PHINIA Inc. (NYSE: PHIN) has announced its plan to offer $400 million in unsecured senior notes due 2032 in a private offering exempt from the Securities Act of 1933. The offering is subject to market conditions and other customary factors.
The notes will be backed by guarantees from the Company’s subsidiaries that also guarantee its existing credit facilities and 6.75% senior secured notes due 2029.
The proceeds from the offering are intended to repay outstanding borrowings under the term loan A facility, cover fees and expenses related to the offering, and for general corporate purposes.
The notes will not be registered under the Securities Act or state securities laws and cannot be sold in the U.S. or to U.S. persons without registration or an exemption.

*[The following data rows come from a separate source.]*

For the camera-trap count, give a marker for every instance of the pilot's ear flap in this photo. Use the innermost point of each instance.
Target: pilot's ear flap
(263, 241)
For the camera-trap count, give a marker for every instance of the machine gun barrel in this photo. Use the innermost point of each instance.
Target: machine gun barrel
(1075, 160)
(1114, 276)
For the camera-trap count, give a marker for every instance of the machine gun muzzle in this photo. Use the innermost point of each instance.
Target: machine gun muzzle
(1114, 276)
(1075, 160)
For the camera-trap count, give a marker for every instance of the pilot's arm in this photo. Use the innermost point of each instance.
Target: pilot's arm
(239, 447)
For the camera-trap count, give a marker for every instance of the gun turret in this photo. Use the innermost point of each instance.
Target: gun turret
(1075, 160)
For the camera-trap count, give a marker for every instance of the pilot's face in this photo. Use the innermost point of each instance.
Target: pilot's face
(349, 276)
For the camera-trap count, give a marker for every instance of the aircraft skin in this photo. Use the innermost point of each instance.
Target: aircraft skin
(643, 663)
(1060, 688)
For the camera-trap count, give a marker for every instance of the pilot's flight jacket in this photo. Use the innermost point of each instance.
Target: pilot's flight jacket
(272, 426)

They are being offered only to qualified institutional buyers under Rule 144A and to certain non-U.S. persons under Regulation S.
This announcement does not constitute an offer to sell or solicit an offer to buy the notes in any jurisdiction where such an offer would be illegal before registration or qualification.
Forward-Looking Statements
This release contains forward-looking statements regarding the offering and its anticipated outcomes. These statements involve risks and uncertainties that may cause actual results to differ significantly from those expressed or implied. Factors that could affect the results include economic conditions, industry competition, regulatory changes, and other variables outlined in our SEC filings.
We do not undertake any obligation to update these forward-looking statements, except as required by law.